In this context, it also has a counterpart known as a ‘soft limit’. Follow along as we explain these two concepts, how they work, and their pros and cons.
What is a hard cap in terms of crypto fundraising?
When it comes to an ICO, IDO, IEO, or any other form of crypto fundraising, a hard cap is the maximum amount of funds a project seeks to raise through the sale of its tokens.
Once this maximum limit is reached, no more tokens will be available for purchase. Projects choose a cap amount based on their development costs and other needs.
What is a soft cover?
A floor is the minimum amount of funding that a project seeks to raise through its ICO, IDO, or IEO. It is a purely theoretical number because it is not strictly applied.
Some developers will get by on the funds received, even if they don’t reach the minimum limit. However, in many cases, if the project cannot reach the minimum limit, the team will abandon the project and return the funds to the investors.
Pros and cons of setting hard and soft stops
The development team will often provide reasons for the hard/soft cap they have set.
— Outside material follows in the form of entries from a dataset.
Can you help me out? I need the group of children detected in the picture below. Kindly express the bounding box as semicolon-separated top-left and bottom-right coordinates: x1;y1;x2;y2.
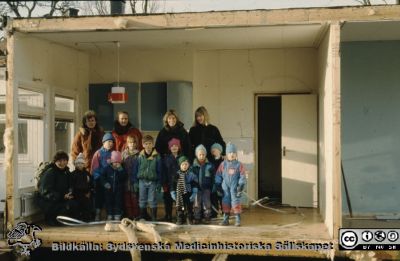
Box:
70;132;247;226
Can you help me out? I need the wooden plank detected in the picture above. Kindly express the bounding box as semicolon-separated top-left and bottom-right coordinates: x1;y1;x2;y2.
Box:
331;22;342;240
36;208;335;258
9;5;400;33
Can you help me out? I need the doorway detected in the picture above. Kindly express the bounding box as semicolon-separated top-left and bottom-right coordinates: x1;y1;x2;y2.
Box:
257;94;318;207
257;96;282;201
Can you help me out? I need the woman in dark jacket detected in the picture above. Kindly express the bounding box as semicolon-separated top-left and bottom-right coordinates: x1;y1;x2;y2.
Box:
189;106;226;161
155;110;191;221
36;151;78;225
155;110;191;158
71;110;104;172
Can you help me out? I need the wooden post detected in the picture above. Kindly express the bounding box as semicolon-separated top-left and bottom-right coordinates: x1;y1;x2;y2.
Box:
5;28;16;230
331;22;342;240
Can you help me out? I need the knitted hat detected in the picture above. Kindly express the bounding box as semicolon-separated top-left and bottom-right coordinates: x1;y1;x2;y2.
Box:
74;153;85;166
102;132;114;143
226;142;237;154
168;138;181;150
211;143;223;153
195;144;207;156
178;156;189;166
110;151;122;163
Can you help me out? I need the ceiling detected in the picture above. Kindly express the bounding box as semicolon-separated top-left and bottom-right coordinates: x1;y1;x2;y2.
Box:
341;21;400;42
30;24;326;52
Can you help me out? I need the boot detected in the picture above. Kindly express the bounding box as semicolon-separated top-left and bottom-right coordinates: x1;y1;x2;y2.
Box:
235;214;241;227
219;213;229;226
138;208;148;221
95;209;101;221
151;208;157;222
176;211;184;225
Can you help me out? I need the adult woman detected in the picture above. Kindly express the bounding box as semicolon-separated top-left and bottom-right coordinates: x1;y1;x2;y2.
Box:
155;109;191;221
36;151;78;225
189;106;226;161
155;109;191;158
71;110;104;172
112;111;143;152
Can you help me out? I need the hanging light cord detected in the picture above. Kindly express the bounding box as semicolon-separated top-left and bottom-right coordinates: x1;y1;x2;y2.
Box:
116;41;120;87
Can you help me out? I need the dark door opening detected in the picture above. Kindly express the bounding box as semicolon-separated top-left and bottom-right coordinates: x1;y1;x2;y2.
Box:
257;96;282;201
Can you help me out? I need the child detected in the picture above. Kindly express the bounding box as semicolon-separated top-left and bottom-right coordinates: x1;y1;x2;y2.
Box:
162;138;182;222
122;136;140;219
215;143;247;226
71;153;92;221
191;144;214;224
170;156;198;225
91;132;115;221
101;151;126;220
134;135;162;221
210;143;224;218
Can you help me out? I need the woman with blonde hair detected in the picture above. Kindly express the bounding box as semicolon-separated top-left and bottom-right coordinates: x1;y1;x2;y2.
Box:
189;106;225;161
155;109;191;158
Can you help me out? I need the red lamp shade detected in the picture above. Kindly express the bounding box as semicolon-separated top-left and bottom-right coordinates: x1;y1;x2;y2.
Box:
108;86;128;104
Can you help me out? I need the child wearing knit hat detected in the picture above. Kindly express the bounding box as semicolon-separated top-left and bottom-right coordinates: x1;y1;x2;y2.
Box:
215;142;247;226
101;151;126;220
161;138;182;222
70;153;92;221
170;156;198;225
209;143;224;218
191;144;215;224
91;132;115;221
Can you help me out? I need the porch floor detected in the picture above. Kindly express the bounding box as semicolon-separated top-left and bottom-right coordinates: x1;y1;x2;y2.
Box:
37;207;335;258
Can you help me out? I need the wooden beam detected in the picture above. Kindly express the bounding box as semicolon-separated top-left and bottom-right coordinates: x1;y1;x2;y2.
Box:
9;5;400;33
5;29;16;230
331;22;342;240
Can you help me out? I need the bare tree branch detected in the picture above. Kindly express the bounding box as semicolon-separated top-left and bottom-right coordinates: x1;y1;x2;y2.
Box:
129;0;138;14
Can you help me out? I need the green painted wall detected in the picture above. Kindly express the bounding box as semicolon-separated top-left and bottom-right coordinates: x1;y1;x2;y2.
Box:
341;41;400;215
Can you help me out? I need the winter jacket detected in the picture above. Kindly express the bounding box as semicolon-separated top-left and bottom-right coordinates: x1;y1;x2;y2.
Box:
91;147;113;180
71;169;91;197
38;163;71;202
170;169;198;194
112;122;143;152
155;122;192;159
71;127;104;171
162;153;181;188
189;124;226;160
215;160;246;189
209;157;224;173
100;165;126;193
122;148;139;191
191;159;214;191
134;149;162;183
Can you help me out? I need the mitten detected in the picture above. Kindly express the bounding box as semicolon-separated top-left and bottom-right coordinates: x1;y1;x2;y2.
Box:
170;191;176;201
190;187;198;202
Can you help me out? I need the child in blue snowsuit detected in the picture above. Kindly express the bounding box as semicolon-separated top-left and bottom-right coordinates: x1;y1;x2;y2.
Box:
191;144;214;224
101;151;126;220
215;143;246;226
91;132;115;221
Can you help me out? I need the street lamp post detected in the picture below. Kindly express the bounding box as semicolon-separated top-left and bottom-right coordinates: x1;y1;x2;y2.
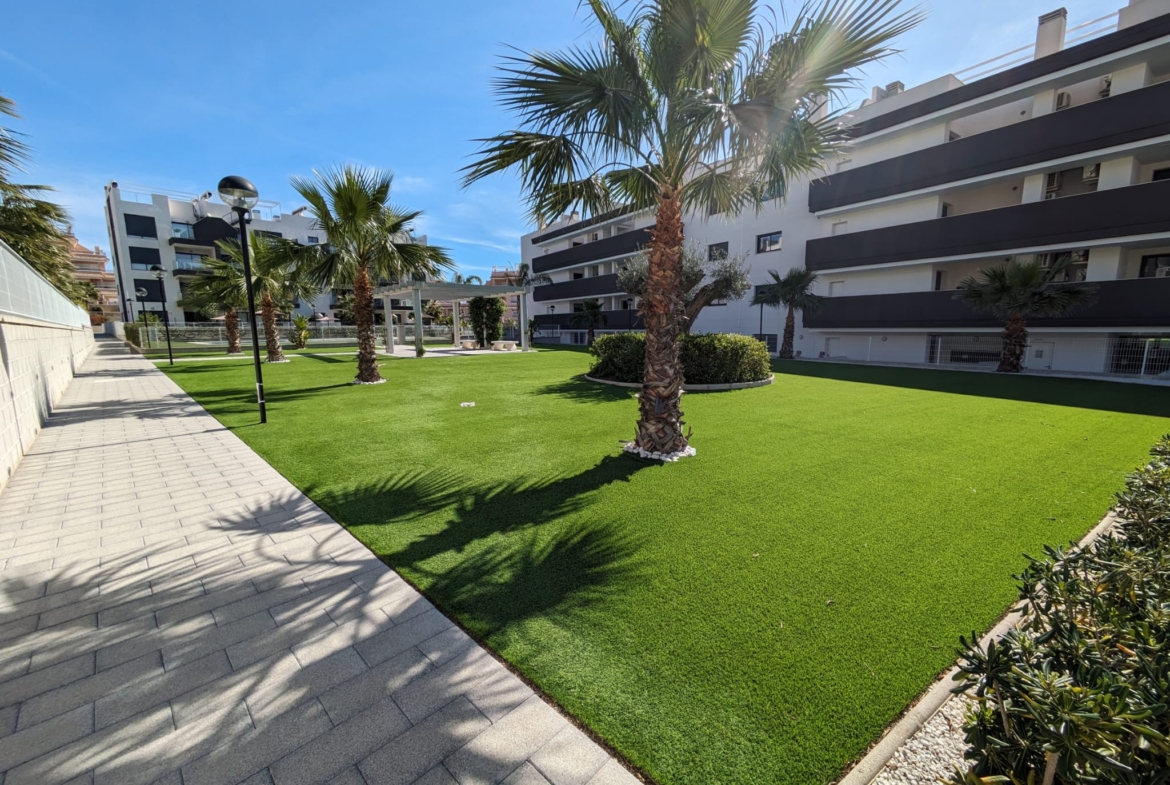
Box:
149;266;174;366
218;175;266;424
134;287;148;347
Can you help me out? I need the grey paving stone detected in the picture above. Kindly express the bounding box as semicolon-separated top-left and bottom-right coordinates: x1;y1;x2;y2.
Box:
95;650;232;730
181;699;333;785
0;703;94;772
238;770;276;785
442;695;564;785
245;646;368;725
392;647;499;724
501;763;553;785
326;767;369;785
358;697;491;785
412;766;458;785
417;628;478;668
318;648;433;726
529;727;610;785
0;703;18;738
0;653;94;709
353;610;452;669
268;694;411;785
583;761;641;785
17;651;163;730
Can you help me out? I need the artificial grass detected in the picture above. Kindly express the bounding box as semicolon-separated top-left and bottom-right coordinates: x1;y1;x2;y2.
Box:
162;351;1170;785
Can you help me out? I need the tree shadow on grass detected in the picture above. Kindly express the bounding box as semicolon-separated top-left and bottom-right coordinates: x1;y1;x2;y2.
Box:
532;375;636;403
311;454;649;633
774;360;1170;417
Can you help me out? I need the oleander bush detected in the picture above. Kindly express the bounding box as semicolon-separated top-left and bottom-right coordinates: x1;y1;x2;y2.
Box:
588;332;771;385
948;434;1170;784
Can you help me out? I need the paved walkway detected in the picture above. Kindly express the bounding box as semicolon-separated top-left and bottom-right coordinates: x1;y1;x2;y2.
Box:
0;340;638;785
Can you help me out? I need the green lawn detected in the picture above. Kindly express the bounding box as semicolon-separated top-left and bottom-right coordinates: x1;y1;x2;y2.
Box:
162;350;1170;785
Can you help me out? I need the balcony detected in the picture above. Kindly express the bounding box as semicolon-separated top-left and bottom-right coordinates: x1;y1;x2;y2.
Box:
532;228;652;274
534;310;643;330
167;217;236;248
811;80;1170;212
806;180;1170;272
532;273;624;303
803;277;1170;330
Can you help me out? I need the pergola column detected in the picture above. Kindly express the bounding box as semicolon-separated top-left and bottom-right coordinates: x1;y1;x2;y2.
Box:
451;302;461;347
412;285;424;356
519;289;529;351
382;296;394;353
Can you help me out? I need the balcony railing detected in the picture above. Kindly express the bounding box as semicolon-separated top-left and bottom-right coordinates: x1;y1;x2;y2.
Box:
532;228;652;274
811;80;1170;212
806;180;1170;272
532;273;624;302
533;309;643;330
803;277;1170;330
These ratios give investors a fair understanding of the team’s experience and provide insight into what they are trying to accomplish with the funds.
If the team sets a limit too high or low, or continues without one, it could be a red flag and prompt further investigation into the project. It is also a red flag if the project cannot reach its hard cap, indicating that investors do not believe in the future potential of the platform.
A capped ICO also creates scarcity, driving up the price of the token, a win-win for project developers and investors. Without a cap, a large number of tokens will enter circulation and investors may be tempted to sell a portion of their holdings prematurely.
This can affect the valuation of the currency and slow down the growth of the project. A hat can also keep whales at bay. It will limit the coins on offer and ensure that a handful of investors do not end up with a large number of tokens.
Brave is a prime example of a crypto project that launched its token using a limited ICO. The blockchain browser set a maximum limit of $35 million, which it was able to cash out in just half a second. Once this amount was reached, the ICO was closed and the developers went to work with the funds they raised.
However, there are some downsides to a limited ICO. If the project sets the limit too low, the development team could receive less funding than necessary. In this case, they would have to do additional funding rounds to raise the necessary funds to complete the project.
Hard and soft covers tell you a lot about a project, its team and its vision. If the project cap is realistic compared to team goals, that’s usually a good sign for investors. However, a project with no cap could indicate a lack of planning or, perhaps, something more sinister, like a rug pull.